Due to this degradation, we excluded outdoor environments and conducted our study only indoors, using internal illumination within the range of 100–500 lux. We conducted two experiments to address the concerns in Section 1.1.

• In a brightly lit indoor environment, measured at 287 lux, with AR objects moving toward the user.

• In a dimly lit indoor environment, measured at 156 lux, with AR objects moving toward the user.

Our contributions for OST-AR/MR Headsets (HoloLens 2) are as follows.

• Evaluate the effects of depth cues’ color and luminance on depth perception in indoor environments.

• Evaluate the effects of motion cues with relation to those depth cues with objects in motion

• Recommendations for color and luminance of depth cues based on environment and motion of objects.

2 Related works

2.1 Color and luminance as depth cues

Depth cues have been studied comprehensively for over a century in the real world. Of these depth cues, color and luminance have been the main targets. As far back as late the 19th century, Ashley studied the intensity of light in visual estimates of depth (L Ashley, 1898). They found that in monocular experiments, the trend where an increase of light and decrease of perceived distance follows something similar to Weber’s Law, and that in both monocular and binocular experiments, brighter targets appear closer (Ekman, 1959). In another monocular experiment, Pillsbury and Schaefer investigate neon red and argon blue, noticing that red appears nearer to the eye, but only in specific conditions (Pillsbury and Schaefer, 1937). Johns and Sumner investigated the apparent ‘brightness’ of different colors, finding them to be in this order from brightest to darkest: White, Yellow, Green, Red, Blue, Black (Johns and Sumner, 1948). Troscianko investigated color gradients with monocular vision, finding that a saturation gradient of red-gray was particularly effective at affecting perceived depth, but not the red-green hue gradient (Tom et al., 1991). Multiple other authors have found that luminance is a major cue for perceived distance (Coules, 1955; Payne, 1964).

Farnè took it a step further and found that it was not brightness alone, but that it was brightness in relation to its background that influenced perceived distance. Farnè judged white and black on varying backgrounds, ranging from near white to near black, and found that the target with the higher contrast with the background is perceived as nearer, as opposed to merely the brighter target being nearer. Dengler and Nitschke also observed this phenomenon with orange and blue, orange being the brighter color.
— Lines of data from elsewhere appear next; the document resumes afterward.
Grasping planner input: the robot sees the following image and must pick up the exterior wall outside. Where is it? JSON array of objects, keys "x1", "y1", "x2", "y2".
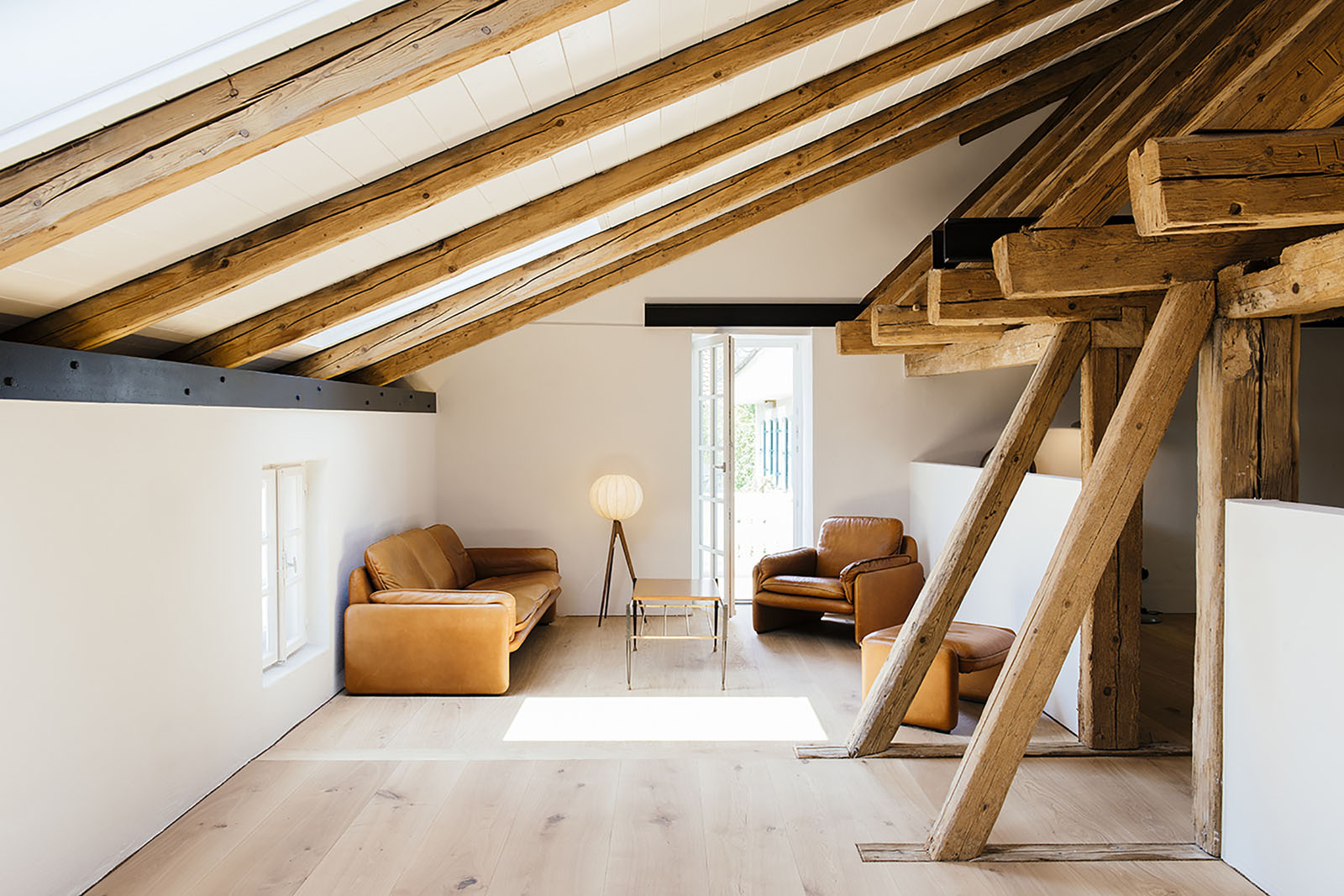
[
  {"x1": 412, "y1": 118, "x2": 1035, "y2": 614},
  {"x1": 910, "y1": 464, "x2": 1082, "y2": 733},
  {"x1": 1223, "y1": 501, "x2": 1344, "y2": 896}
]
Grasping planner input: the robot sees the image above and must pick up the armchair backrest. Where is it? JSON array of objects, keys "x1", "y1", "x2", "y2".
[
  {"x1": 365, "y1": 529, "x2": 461, "y2": 591},
  {"x1": 817, "y1": 516, "x2": 905, "y2": 578}
]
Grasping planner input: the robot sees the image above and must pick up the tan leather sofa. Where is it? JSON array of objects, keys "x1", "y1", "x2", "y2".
[
  {"x1": 751, "y1": 516, "x2": 923, "y2": 642},
  {"x1": 345, "y1": 525, "x2": 560, "y2": 694}
]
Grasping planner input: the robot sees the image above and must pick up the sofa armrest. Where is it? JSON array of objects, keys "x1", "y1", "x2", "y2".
[
  {"x1": 466, "y1": 548, "x2": 560, "y2": 579},
  {"x1": 751, "y1": 548, "x2": 817, "y2": 591},
  {"x1": 840, "y1": 553, "x2": 912, "y2": 603},
  {"x1": 368, "y1": 589, "x2": 515, "y2": 614}
]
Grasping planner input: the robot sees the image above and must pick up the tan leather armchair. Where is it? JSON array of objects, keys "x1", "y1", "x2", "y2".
[
  {"x1": 345, "y1": 525, "x2": 560, "y2": 694},
  {"x1": 751, "y1": 516, "x2": 925, "y2": 642}
]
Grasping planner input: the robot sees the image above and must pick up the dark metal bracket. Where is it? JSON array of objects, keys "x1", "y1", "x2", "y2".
[
  {"x1": 643, "y1": 301, "x2": 860, "y2": 327},
  {"x1": 0, "y1": 341, "x2": 438, "y2": 414}
]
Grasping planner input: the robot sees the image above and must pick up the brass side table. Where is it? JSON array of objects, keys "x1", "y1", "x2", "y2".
[{"x1": 625, "y1": 579, "x2": 728, "y2": 690}]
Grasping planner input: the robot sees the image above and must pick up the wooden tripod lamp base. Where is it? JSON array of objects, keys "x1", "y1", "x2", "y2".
[
  {"x1": 589, "y1": 473, "x2": 643, "y2": 627},
  {"x1": 596, "y1": 520, "x2": 637, "y2": 629}
]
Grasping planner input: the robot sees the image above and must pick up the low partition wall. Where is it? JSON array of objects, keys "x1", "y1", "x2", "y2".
[
  {"x1": 1223, "y1": 501, "x2": 1344, "y2": 896},
  {"x1": 906, "y1": 462, "x2": 1082, "y2": 733}
]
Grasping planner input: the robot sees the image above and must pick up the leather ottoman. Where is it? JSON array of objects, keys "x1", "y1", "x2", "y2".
[{"x1": 862, "y1": 622, "x2": 1013, "y2": 731}]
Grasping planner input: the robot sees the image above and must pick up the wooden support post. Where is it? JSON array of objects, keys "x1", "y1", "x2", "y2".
[
  {"x1": 930, "y1": 280, "x2": 1214, "y2": 861},
  {"x1": 1078, "y1": 344, "x2": 1144, "y2": 750},
  {"x1": 848, "y1": 322, "x2": 1087, "y2": 757},
  {"x1": 1192, "y1": 317, "x2": 1299, "y2": 856}
]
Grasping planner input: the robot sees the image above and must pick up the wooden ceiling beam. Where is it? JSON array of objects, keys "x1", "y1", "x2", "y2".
[
  {"x1": 1037, "y1": 0, "x2": 1341, "y2": 227},
  {"x1": 3, "y1": 0, "x2": 909, "y2": 348},
  {"x1": 0, "y1": 0, "x2": 620, "y2": 266},
  {"x1": 13, "y1": 0, "x2": 1067, "y2": 354},
  {"x1": 1218, "y1": 231, "x2": 1344, "y2": 318},
  {"x1": 278, "y1": 8, "x2": 1150, "y2": 376},
  {"x1": 906, "y1": 324, "x2": 1060, "y2": 376},
  {"x1": 993, "y1": 224, "x2": 1320, "y2": 298},
  {"x1": 1127, "y1": 128, "x2": 1344, "y2": 237}
]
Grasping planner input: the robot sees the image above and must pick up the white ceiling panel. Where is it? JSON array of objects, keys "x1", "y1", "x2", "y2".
[{"x1": 0, "y1": 0, "x2": 1123, "y2": 354}]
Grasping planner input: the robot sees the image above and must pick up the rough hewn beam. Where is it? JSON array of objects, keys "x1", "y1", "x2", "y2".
[
  {"x1": 906, "y1": 324, "x2": 1058, "y2": 376},
  {"x1": 1218, "y1": 231, "x2": 1344, "y2": 317},
  {"x1": 993, "y1": 224, "x2": 1319, "y2": 298},
  {"x1": 10, "y1": 0, "x2": 1085, "y2": 357},
  {"x1": 848, "y1": 324, "x2": 1087, "y2": 757},
  {"x1": 1017, "y1": 0, "x2": 1339, "y2": 227},
  {"x1": 291, "y1": 19, "x2": 1131, "y2": 376},
  {"x1": 1129, "y1": 128, "x2": 1344, "y2": 235},
  {"x1": 1192, "y1": 318, "x2": 1299, "y2": 856},
  {"x1": 0, "y1": 0, "x2": 620, "y2": 265},
  {"x1": 1078, "y1": 345, "x2": 1144, "y2": 750},
  {"x1": 929, "y1": 282, "x2": 1214, "y2": 861},
  {"x1": 869, "y1": 321, "x2": 1008, "y2": 351},
  {"x1": 930, "y1": 291, "x2": 1163, "y2": 329},
  {"x1": 0, "y1": 0, "x2": 909, "y2": 348},
  {"x1": 860, "y1": 3, "x2": 1180, "y2": 317}
]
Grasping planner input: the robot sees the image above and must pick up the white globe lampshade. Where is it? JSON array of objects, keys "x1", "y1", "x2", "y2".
[{"x1": 589, "y1": 473, "x2": 643, "y2": 520}]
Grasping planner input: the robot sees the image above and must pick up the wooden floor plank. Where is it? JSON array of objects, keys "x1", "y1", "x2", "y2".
[
  {"x1": 90, "y1": 612, "x2": 1258, "y2": 896},
  {"x1": 89, "y1": 762, "x2": 316, "y2": 896},
  {"x1": 189, "y1": 762, "x2": 396, "y2": 896},
  {"x1": 296, "y1": 762, "x2": 466, "y2": 896},
  {"x1": 858, "y1": 844, "x2": 1215, "y2": 864},
  {"x1": 391, "y1": 760, "x2": 536, "y2": 896},
  {"x1": 489, "y1": 759, "x2": 621, "y2": 893}
]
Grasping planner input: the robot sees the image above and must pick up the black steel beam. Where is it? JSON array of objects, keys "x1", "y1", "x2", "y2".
[
  {"x1": 0, "y1": 341, "x2": 437, "y2": 414},
  {"x1": 643, "y1": 302, "x2": 860, "y2": 327}
]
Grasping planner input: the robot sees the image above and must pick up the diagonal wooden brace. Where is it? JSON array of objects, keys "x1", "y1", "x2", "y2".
[
  {"x1": 847, "y1": 321, "x2": 1089, "y2": 757},
  {"x1": 929, "y1": 280, "x2": 1214, "y2": 861}
]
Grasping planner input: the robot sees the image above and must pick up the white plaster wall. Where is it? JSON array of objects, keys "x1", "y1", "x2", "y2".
[
  {"x1": 910, "y1": 464, "x2": 1080, "y2": 733},
  {"x1": 0, "y1": 0, "x2": 394, "y2": 165},
  {"x1": 1223, "y1": 501, "x2": 1344, "y2": 896},
  {"x1": 0, "y1": 401, "x2": 435, "y2": 893},
  {"x1": 1139, "y1": 327, "x2": 1344, "y2": 612},
  {"x1": 412, "y1": 121, "x2": 1032, "y2": 616}
]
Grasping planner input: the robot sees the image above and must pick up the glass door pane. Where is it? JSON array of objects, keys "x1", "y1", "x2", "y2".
[{"x1": 690, "y1": 334, "x2": 732, "y2": 607}]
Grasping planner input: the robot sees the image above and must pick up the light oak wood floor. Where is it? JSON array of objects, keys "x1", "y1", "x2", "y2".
[{"x1": 90, "y1": 612, "x2": 1259, "y2": 896}]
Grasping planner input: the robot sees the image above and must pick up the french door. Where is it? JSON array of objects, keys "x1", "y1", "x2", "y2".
[{"x1": 690, "y1": 333, "x2": 734, "y2": 612}]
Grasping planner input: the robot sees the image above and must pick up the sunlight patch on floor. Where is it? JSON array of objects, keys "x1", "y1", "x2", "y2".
[{"x1": 504, "y1": 697, "x2": 827, "y2": 741}]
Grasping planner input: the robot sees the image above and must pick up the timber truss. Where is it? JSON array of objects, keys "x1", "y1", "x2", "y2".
[
  {"x1": 0, "y1": 0, "x2": 1344, "y2": 860},
  {"x1": 827, "y1": 2, "x2": 1344, "y2": 861}
]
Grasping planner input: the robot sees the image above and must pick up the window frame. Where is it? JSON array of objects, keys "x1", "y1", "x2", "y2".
[{"x1": 260, "y1": 464, "x2": 309, "y2": 672}]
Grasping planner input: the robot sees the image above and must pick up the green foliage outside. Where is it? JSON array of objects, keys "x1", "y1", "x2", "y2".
[{"x1": 732, "y1": 405, "x2": 761, "y2": 491}]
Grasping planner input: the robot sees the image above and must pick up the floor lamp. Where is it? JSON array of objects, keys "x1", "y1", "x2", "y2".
[{"x1": 589, "y1": 473, "x2": 643, "y2": 627}]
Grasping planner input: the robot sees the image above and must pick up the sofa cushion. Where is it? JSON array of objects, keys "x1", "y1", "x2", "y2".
[
  {"x1": 761, "y1": 575, "x2": 845, "y2": 600},
  {"x1": 817, "y1": 516, "x2": 905, "y2": 576},
  {"x1": 428, "y1": 522, "x2": 475, "y2": 589},
  {"x1": 863, "y1": 622, "x2": 1013, "y2": 674},
  {"x1": 365, "y1": 529, "x2": 459, "y2": 591},
  {"x1": 466, "y1": 569, "x2": 560, "y2": 594},
  {"x1": 466, "y1": 572, "x2": 560, "y2": 631}
]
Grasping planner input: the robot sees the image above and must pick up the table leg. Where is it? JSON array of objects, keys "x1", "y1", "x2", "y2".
[{"x1": 714, "y1": 600, "x2": 728, "y2": 690}]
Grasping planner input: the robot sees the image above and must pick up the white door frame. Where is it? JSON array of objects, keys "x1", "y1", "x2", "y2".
[{"x1": 690, "y1": 331, "x2": 816, "y2": 599}]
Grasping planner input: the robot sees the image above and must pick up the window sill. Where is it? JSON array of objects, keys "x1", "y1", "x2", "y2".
[{"x1": 260, "y1": 643, "x2": 327, "y2": 688}]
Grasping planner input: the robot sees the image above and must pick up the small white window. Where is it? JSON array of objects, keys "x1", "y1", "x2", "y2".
[{"x1": 260, "y1": 464, "x2": 307, "y2": 669}]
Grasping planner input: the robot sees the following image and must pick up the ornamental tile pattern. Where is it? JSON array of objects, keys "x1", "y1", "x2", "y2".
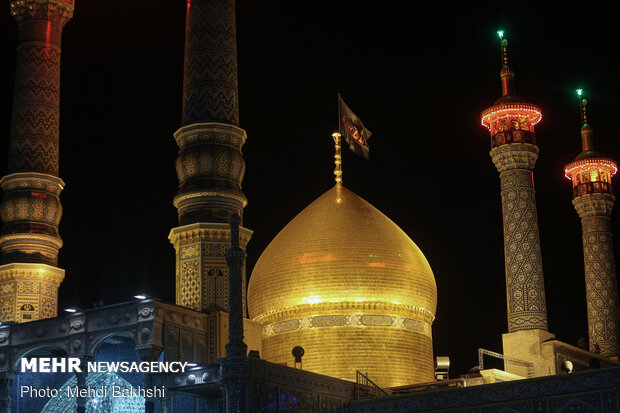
[
  {"x1": 491, "y1": 144, "x2": 548, "y2": 332},
  {"x1": 573, "y1": 194, "x2": 620, "y2": 357}
]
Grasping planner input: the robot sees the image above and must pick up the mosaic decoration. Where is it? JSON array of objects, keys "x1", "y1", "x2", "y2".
[
  {"x1": 262, "y1": 314, "x2": 431, "y2": 337},
  {"x1": 170, "y1": 223, "x2": 252, "y2": 314},
  {"x1": 573, "y1": 194, "x2": 620, "y2": 357},
  {"x1": 248, "y1": 184, "x2": 437, "y2": 387},
  {"x1": 564, "y1": 116, "x2": 620, "y2": 358},
  {"x1": 480, "y1": 35, "x2": 548, "y2": 332},
  {"x1": 0, "y1": 263, "x2": 64, "y2": 323},
  {"x1": 183, "y1": 0, "x2": 239, "y2": 125},
  {"x1": 500, "y1": 162, "x2": 547, "y2": 332},
  {"x1": 0, "y1": 0, "x2": 73, "y2": 322}
]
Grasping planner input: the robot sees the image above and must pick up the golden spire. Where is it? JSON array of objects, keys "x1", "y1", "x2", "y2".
[{"x1": 332, "y1": 132, "x2": 342, "y2": 186}]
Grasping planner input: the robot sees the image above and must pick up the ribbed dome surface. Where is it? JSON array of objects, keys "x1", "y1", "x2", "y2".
[{"x1": 248, "y1": 186, "x2": 437, "y2": 386}]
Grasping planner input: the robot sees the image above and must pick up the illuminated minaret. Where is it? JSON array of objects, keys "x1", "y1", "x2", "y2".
[
  {"x1": 565, "y1": 90, "x2": 620, "y2": 360},
  {"x1": 481, "y1": 32, "x2": 547, "y2": 333},
  {"x1": 0, "y1": 0, "x2": 73, "y2": 322},
  {"x1": 169, "y1": 0, "x2": 252, "y2": 313}
]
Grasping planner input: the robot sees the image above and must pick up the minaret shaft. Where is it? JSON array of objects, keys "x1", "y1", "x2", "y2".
[
  {"x1": 481, "y1": 31, "x2": 548, "y2": 332},
  {"x1": 169, "y1": 0, "x2": 252, "y2": 315},
  {"x1": 183, "y1": 0, "x2": 239, "y2": 126},
  {"x1": 0, "y1": 0, "x2": 73, "y2": 322},
  {"x1": 573, "y1": 201, "x2": 620, "y2": 359},
  {"x1": 564, "y1": 96, "x2": 620, "y2": 360},
  {"x1": 491, "y1": 143, "x2": 548, "y2": 332}
]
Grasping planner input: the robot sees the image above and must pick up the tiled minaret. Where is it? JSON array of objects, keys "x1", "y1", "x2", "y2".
[
  {"x1": 481, "y1": 32, "x2": 547, "y2": 332},
  {"x1": 0, "y1": 0, "x2": 74, "y2": 322},
  {"x1": 169, "y1": 0, "x2": 252, "y2": 315},
  {"x1": 565, "y1": 91, "x2": 620, "y2": 360}
]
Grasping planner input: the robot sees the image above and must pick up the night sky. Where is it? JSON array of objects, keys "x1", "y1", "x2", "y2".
[{"x1": 0, "y1": 0, "x2": 620, "y2": 376}]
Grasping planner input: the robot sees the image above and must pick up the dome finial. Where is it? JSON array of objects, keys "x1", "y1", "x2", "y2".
[{"x1": 332, "y1": 132, "x2": 342, "y2": 186}]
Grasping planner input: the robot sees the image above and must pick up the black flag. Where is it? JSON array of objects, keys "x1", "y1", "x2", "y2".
[{"x1": 338, "y1": 94, "x2": 372, "y2": 159}]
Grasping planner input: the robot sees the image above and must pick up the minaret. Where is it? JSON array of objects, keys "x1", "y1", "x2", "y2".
[
  {"x1": 481, "y1": 32, "x2": 547, "y2": 333},
  {"x1": 0, "y1": 0, "x2": 74, "y2": 322},
  {"x1": 169, "y1": 0, "x2": 252, "y2": 315},
  {"x1": 565, "y1": 90, "x2": 620, "y2": 360}
]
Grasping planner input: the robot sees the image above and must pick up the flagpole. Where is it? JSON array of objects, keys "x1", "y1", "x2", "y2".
[
  {"x1": 332, "y1": 132, "x2": 342, "y2": 186},
  {"x1": 332, "y1": 92, "x2": 342, "y2": 187}
]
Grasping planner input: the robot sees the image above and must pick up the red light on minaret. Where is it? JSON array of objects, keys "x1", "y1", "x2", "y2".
[
  {"x1": 564, "y1": 93, "x2": 618, "y2": 197},
  {"x1": 480, "y1": 32, "x2": 542, "y2": 148}
]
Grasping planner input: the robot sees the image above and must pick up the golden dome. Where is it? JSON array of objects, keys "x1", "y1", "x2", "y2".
[{"x1": 248, "y1": 185, "x2": 437, "y2": 387}]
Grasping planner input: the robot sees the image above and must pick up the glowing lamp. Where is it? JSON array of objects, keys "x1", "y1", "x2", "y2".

They noticed that orange appears before blue on darker backgrounds, but this apparent depth reverses as the background shifts into a brighter color (Dengler and Nitschke, 1993). O’Shea also found this trend, noting that even with differing sizes, the objects with larger contrast to the background appear closer (O’Shea et al., 1994). Bailey et al. took a more in-depth study of the effects of warm and cool colors (Bailey et al., 2006). Several studies have furthered these conclusions, finding that lower contrast is further away, luminance is a major cue to distance, and that in terms of contrast, certain colors are seen as advancing (reds, warm colors) and others are retreating (blues, cool colors) (Guibal and Dresp, 2004; O’Shea et al., 1994; PayneJr, 1964; Pillsbury and Schaefer, 1937).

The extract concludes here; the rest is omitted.